Faisant le constat d’évolutions de la société, du rapport à l’animal, des attentes des citoyens-consommateurs, Interbev propose de mieux répondre aux exigences sociales et écologiques en s’inscrivant dans une démarche d’amélioration continue. L’ensemble de la filière élevage et viande, réunie au sein d’Interbev, s’était déjà structurée fin 2015 autour d’une commission sur les enjeux sociétaux. En établissant leur plan de filière, les cinq sections (bovins, veaux, ovins, équins et caprins) ont décidé de s’engager dans une démarche de responsabilité sociétale collective, encadrée par la norme ISO 26 000. Cette démarche, nommée Pacte pour un engagement sociétal, vise à l’amélioration continue des pratiques sur les enjeux de l’environnement, de la protection animale et de la nutrition-santé. Ce pacte privilégie la concertation avec la société civile. L’interprofession va ainsi poursuivre les discussions entamées en 2014 avec quatre organisations de protection de l’environnement (FNE, FNH, WWF France et Greencross). Elle débute également des concertations avec quatre associations de protection animale (CIWF, Welfarm, OABA et LFDA) ainsi que des échanges avec les associations de consommateurs. Interbev veut avancer sur ces sujets au rythme de la recherche et du développement en se servant d’indicateurs, à l’image du programme de réduction des émissions de gaz à effet de serre Life Beef Carbon. Pour Interbev, la réponse aux attentes sociétales passe aussi par le maintien d’un maillage d’abattoirs de proximité où se font 60 % des abattages d’ovins. L’interprofession rappelle qu’ils valorisent les animaux environnants et fournissent des emplois en zone rurale.

Une interprofession nationale pour coordonner les actions en lait de brebis

Le plan de filière inclut également un large volet spécifique aux ovins laitiers. Après une description des quatre bassins laitiers (Rayon de roquefort - 63 % du lait-, Pyrénées-Atlantiques - 23 % -, Corse - 2 % - et hors bassin - 12 %-) et des atouts du lait français, le document décrit les ambitions de la filière. La première action, déjà initiée, concerne la gouvernance et la structuration de la filière avec la création de l’association France Brebis Laitière qui regroupe les trois interprofessions historiques (Corse, Pyrénées-Atlantiques et Roquefort) ainsi que les opérateurs hors interprofession et le Comité national des brebis laitières. Cette association pourrait devenir à terme une interprofession nationale.
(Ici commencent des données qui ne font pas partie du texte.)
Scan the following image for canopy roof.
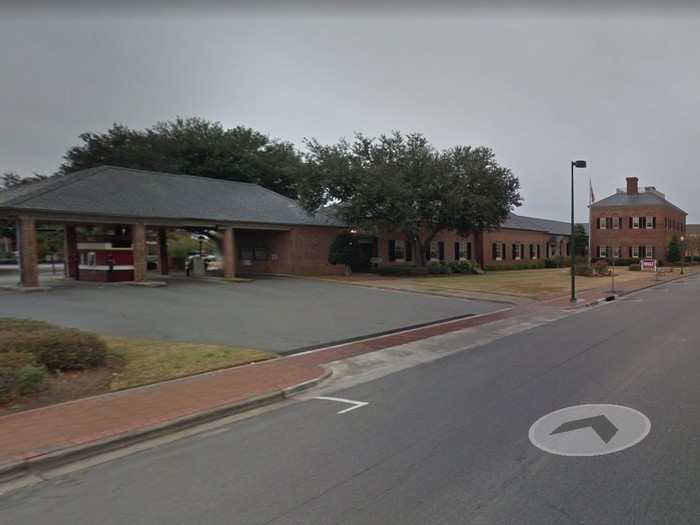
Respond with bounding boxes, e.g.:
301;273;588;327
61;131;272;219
0;166;344;227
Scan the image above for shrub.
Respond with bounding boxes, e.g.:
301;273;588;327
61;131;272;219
569;265;595;277
449;261;474;273
0;365;46;403
0;317;52;332
0;319;107;370
0;352;36;368
377;264;428;276
428;262;452;275
16;365;46;396
593;259;609;275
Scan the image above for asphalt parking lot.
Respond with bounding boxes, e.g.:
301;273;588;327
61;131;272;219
0;277;503;351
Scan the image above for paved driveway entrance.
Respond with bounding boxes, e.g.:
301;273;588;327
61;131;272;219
0;277;503;351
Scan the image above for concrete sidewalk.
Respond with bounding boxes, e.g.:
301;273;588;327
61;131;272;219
0;268;680;477
0;310;512;477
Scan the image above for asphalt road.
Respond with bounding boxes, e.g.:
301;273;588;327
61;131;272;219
0;278;504;351
0;279;700;525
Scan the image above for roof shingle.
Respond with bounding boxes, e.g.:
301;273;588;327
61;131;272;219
0;166;344;227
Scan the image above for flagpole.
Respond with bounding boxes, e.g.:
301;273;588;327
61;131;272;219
588;179;595;268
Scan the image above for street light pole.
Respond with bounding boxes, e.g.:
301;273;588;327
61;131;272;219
681;235;685;275
569;160;586;303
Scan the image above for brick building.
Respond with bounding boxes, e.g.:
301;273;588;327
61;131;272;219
590;177;687;260
0;166;570;286
376;213;571;268
0;166;347;287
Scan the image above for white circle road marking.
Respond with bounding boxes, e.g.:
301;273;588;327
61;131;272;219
528;404;651;456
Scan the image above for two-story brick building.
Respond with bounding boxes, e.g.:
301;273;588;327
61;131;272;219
590;177;687;260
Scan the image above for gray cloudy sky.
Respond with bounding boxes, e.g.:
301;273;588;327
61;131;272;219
0;3;700;222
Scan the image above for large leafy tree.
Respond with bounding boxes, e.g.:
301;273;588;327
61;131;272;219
59;118;302;197
299;132;520;265
574;223;588;255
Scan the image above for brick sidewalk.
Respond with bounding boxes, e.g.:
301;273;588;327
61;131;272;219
0;268;680;471
0;311;511;471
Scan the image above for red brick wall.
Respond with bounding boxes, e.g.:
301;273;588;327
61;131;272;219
235;226;346;275
590;206;685;260
377;231;476;266
483;229;556;266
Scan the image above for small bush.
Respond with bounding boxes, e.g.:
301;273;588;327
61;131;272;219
0;317;53;332
0;352;36;368
449;261;474;273
0;365;46;403
0;319;107;370
428;262;452;275
569;265;595;277
16;366;46;396
377;264;428;277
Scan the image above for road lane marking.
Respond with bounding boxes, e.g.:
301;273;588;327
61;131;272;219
528;404;651;456
314;396;369;414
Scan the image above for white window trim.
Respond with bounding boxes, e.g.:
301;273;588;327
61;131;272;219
496;242;506;261
394;239;406;262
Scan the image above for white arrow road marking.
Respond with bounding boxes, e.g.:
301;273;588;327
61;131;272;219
314;396;369;414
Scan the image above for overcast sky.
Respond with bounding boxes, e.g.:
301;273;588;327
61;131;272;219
0;3;700;222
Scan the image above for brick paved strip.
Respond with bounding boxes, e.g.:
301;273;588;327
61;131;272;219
0;304;511;465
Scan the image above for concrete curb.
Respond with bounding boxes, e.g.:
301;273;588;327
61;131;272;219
0;367;333;483
583;274;692;306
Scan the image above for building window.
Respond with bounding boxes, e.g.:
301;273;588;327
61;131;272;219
394;240;406;262
491;242;506;261
430;241;439;261
455;241;470;261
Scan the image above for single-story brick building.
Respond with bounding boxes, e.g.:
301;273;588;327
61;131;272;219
0;166;570;286
376;213;571;268
0;166;346;286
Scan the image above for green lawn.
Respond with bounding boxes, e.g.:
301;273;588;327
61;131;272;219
401;268;649;300
102;337;276;390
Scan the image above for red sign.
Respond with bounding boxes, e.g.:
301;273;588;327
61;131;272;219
642;259;656;272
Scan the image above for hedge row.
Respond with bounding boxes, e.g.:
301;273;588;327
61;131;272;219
0;319;107;403
377;261;480;277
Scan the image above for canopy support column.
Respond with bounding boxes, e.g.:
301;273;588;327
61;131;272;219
223;226;236;279
17;217;39;288
131;224;147;282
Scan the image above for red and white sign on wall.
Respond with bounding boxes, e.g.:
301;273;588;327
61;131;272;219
642;259;656;272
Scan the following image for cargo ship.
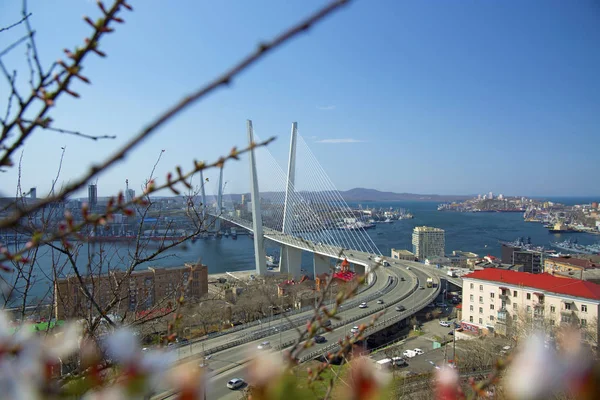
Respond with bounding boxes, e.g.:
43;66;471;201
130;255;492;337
548;222;577;233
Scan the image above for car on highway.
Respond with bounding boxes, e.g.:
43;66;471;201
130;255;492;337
258;342;271;350
315;335;327;343
402;350;417;358
227;378;244;390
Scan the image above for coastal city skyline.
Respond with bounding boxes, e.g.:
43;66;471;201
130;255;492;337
0;1;600;196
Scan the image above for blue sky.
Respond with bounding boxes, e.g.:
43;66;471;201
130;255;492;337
0;0;600;195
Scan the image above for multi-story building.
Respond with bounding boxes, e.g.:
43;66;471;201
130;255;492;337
54;263;208;319
392;249;415;261
461;268;600;338
412;226;446;260
501;244;545;274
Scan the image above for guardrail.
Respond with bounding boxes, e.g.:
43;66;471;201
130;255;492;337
186;258;377;346
299;276;441;363
173;276;397;359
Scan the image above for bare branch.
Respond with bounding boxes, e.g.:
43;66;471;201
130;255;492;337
23;119;117;141
0;13;31;33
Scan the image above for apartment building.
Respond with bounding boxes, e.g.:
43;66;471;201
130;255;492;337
461;268;600;338
412;226;446;260
54;263;208;319
392;249;415;261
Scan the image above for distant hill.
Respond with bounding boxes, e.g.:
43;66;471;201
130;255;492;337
340;188;473;202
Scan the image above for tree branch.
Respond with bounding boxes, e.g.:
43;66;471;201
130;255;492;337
0;13;31;33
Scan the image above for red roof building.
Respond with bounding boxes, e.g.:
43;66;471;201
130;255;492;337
463;268;600;300
461;268;600;336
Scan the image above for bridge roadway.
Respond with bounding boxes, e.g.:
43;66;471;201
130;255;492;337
154;265;440;400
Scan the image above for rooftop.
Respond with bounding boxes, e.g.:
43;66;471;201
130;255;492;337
463;268;600;300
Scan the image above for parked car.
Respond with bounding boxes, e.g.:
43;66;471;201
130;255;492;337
315;335;327;343
258;342;271;350
227;378;244;390
392;357;408;367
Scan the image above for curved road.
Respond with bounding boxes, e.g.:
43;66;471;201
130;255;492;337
156;264;438;400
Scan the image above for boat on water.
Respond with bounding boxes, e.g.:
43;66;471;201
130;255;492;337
548;222;577;233
550;239;600;254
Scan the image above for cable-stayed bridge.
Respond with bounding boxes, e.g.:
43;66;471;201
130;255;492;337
202;121;381;279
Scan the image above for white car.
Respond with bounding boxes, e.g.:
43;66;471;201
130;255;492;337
227;378;244;390
258;342;271;350
402;350;417;358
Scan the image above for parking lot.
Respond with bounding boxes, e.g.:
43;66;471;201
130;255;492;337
371;307;459;373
Elles pourraient accompagner les éleveurs dans leur structuration en organisation de producteurs comme c’est déjà le cas pour trois OP de Roquefort et trois OP des Pyrénées-Atlantiques. La filière souhaite également encourager et accompagner la contractualisation obligatoire qu’elle souhaite mettre en place.

Des ambitions pour les pâtes pressées et l'ultra-frais

Plus généralement, France Brebis Laitière veut encourager la consommation de fromage de brebis en France comme à l’étranger. Actuellement, 73 % des foyers français achètent du brebis, en moyenne 6,3 fois par an. L’objectif est de passer à 80 % de foyers acheteurs à une fréquence de 10 actes par an, notamment en incitant les consommateurs du Nord de la Loire, en rajeunissant la cible de communication et en proposant de consommer ces produits en dehors du plateau de fromage. Si, pour l’horizon 2022, la filière espère une stabilisation de la consommation des pâtes persillées, elle se veut ambitieuse en tablant sur une croissance de 25 à 30 % du tonnage en pâtes pressées et un triplement des volumes en ultra-frais (passant de 11 000 à 30 000 tonnes). Les acteurs de France Brebis Laitière s’engagent aussi à s’approprier la thématique de l’export pour viser, d’ici 2022, une croissance de 25 à 30 % des roqueforts exportés et de 10 à 20 % des pâtes pressées.

Les produits au lait de brebis sont déjà haut de gamme avec 44 % des fromages en AOP (Roquefort, Ossau-Iraty et Brocciu) et 8 % du lait en bio. La filière veut cependant continuer à développer les tonnages commercialisés avec une mention valorisante, par exemple en soutenant la démarche AOP Pérail. Les acteurs du lait de brebis veulent aussi approfondir leurs connaissances technologiques sur le lait et mieux percevoir l’image que les consommateurs se font des fromages et des yaourts au lait de brebis.